AutoTime Overview
We continue to explore the fusion of LLM and time series. This more recent work reaches new state of art performance on time series forecasting compared to the previous two (TimeLLM and TEST). The repository can be found here . In comparison to previous approaches, the main difference is that AutoTime leverages the autoregressive nature of LLMs, hence it is able to generate predictions of arbitrary lengths. It uses similar patch-based encoding for the time series, but also treats the time stamps text as positional encodings. In the figure below, we can summarize the steps:
- step 1: The time series data is first divided into small segments, also termed as “patches” ${s_i}$. These patches are then used to generate the time series embeddings. (segment embeddings $SE_i$)
- step 2: The starting and ending timestamps of each segments, as texts, are encoded by a frozen LLM to generate positional embeddings. (positional embeddings $PE_i$)

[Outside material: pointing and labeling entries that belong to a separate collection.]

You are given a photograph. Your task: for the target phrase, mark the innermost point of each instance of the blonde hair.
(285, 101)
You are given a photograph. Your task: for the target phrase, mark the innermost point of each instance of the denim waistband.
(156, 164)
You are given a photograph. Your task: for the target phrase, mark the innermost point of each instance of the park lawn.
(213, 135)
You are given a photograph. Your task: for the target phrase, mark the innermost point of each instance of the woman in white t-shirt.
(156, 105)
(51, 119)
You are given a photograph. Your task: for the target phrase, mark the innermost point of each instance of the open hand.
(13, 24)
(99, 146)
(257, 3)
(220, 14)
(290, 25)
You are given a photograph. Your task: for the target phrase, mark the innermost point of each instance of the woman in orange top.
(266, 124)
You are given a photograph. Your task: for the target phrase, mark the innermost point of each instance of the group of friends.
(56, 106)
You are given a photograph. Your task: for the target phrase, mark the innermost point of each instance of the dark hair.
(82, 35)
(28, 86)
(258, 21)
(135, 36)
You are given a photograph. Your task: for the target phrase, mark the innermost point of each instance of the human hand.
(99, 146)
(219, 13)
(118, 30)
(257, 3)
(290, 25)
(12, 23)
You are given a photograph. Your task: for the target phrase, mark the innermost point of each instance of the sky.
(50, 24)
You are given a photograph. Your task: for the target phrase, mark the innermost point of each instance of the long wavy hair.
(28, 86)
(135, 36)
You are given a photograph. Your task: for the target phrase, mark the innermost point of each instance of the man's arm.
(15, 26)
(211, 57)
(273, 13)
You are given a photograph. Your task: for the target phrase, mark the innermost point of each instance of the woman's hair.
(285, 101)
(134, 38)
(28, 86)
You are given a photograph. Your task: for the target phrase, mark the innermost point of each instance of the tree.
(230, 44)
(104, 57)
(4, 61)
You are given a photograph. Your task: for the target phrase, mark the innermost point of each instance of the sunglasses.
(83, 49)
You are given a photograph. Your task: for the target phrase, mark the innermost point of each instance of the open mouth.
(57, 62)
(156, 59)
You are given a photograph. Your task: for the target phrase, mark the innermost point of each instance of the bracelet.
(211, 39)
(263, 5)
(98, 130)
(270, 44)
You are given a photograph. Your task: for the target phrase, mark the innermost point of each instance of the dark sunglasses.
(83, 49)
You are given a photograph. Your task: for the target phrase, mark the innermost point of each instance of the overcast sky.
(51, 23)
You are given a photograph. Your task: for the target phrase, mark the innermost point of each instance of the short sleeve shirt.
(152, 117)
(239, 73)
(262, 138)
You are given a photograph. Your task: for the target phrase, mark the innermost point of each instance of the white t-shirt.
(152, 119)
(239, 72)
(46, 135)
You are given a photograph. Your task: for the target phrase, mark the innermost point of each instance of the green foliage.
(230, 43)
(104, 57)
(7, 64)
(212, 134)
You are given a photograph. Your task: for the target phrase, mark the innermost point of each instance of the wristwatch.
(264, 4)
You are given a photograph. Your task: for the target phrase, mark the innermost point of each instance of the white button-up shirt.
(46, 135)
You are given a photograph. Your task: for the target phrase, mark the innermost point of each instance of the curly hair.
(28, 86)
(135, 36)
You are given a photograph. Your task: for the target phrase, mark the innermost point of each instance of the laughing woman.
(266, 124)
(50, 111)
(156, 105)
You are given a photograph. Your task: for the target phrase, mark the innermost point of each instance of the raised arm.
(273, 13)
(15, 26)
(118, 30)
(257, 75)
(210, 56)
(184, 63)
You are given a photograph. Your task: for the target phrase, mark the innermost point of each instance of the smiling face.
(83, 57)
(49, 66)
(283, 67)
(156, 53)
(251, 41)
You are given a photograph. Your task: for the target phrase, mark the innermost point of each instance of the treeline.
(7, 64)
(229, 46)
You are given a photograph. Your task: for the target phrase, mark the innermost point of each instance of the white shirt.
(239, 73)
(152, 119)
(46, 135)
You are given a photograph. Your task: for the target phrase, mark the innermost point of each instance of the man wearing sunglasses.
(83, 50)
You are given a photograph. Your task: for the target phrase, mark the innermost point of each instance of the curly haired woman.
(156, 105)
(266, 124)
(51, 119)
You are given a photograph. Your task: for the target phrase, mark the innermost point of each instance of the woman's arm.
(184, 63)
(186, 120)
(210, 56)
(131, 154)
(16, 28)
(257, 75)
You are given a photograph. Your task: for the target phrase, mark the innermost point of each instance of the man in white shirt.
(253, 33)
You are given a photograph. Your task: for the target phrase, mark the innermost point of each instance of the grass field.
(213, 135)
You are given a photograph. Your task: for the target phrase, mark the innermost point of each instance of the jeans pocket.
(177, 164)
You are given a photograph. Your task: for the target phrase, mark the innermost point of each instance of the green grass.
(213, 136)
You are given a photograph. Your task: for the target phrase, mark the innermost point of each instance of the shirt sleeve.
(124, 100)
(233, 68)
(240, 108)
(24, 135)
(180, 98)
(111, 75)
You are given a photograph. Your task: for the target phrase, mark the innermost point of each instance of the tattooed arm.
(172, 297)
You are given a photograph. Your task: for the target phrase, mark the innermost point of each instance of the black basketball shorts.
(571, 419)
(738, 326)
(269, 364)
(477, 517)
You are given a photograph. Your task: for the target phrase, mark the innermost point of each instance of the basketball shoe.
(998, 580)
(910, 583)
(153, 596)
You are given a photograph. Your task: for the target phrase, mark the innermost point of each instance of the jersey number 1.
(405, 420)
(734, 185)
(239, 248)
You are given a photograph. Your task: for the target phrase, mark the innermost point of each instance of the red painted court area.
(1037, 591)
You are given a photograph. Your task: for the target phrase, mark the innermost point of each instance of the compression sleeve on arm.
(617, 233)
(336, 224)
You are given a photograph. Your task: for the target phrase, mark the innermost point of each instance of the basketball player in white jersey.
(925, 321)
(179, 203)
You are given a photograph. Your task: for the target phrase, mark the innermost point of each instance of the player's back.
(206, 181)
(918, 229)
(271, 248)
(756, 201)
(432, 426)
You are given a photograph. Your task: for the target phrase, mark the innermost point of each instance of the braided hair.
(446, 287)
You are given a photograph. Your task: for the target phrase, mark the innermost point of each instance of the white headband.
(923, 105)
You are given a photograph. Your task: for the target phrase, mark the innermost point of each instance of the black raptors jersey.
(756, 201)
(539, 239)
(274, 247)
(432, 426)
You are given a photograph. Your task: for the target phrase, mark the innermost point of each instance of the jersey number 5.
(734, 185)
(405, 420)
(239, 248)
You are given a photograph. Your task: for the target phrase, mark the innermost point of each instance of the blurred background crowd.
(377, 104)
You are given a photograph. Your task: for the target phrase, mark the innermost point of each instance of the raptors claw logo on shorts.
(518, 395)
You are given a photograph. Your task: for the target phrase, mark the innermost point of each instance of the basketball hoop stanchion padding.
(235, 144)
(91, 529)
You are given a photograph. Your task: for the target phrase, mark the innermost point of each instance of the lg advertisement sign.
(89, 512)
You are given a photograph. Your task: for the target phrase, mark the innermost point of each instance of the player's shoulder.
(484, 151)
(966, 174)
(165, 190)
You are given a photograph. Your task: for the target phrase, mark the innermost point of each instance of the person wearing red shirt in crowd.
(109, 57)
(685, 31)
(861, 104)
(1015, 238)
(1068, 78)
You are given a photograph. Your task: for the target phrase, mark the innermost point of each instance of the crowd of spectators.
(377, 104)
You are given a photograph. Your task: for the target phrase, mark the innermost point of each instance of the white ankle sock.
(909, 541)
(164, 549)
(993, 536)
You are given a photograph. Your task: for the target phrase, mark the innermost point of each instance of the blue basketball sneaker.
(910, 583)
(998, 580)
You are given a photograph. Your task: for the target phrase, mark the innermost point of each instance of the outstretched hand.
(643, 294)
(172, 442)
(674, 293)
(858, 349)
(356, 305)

- step 3: The segment embeddings and the positional embeddings are added together to formulate the token embeddings ($E_i = SE_i + PE_i$) fed into the LLM decoder.
- step 4: LLM decoder generates next step token embeddings based on the input token embeddings:
$$
\begin{aligned}
{\hat{E}_2, \cdots, \hat{E}T} = \text{LLM}({E_1, \cdots, E{T-1}})
\end{aligned} $$ - step 5: The token embeddings are mapped back into time series patches. ${\hat{s}_i}$.
In the end, standard MSE loss is calculated between the predicted time series patches and the ground truth time series patches.
Let’s take a look at the code for each step:
Step 1: Patch Embedding
The steps for patch embedding is almost the same as the TimeLLM paper, where the data loader in data_provider.data_loader.py
splits the time series into small segments, and for each segment, it returns the segment (seq_x, seq_y
) and the timestamps (seq_x_mark, seq_y_mark
).
def __getitem__(self, index):
feat_id = index // self.tot_len
s_begin = index % self.tot_len
s_end = s_begin + self.seq_len
r_begin = s_end - self.label_len
r_end = r_begin + self.label_len + self.pred_len
seq_x = self.data_x[s_begin:s_end, feat_id:feat_id+1]
seq_y = self.data_y[r_begin:r_end, feat_id:feat_id+1]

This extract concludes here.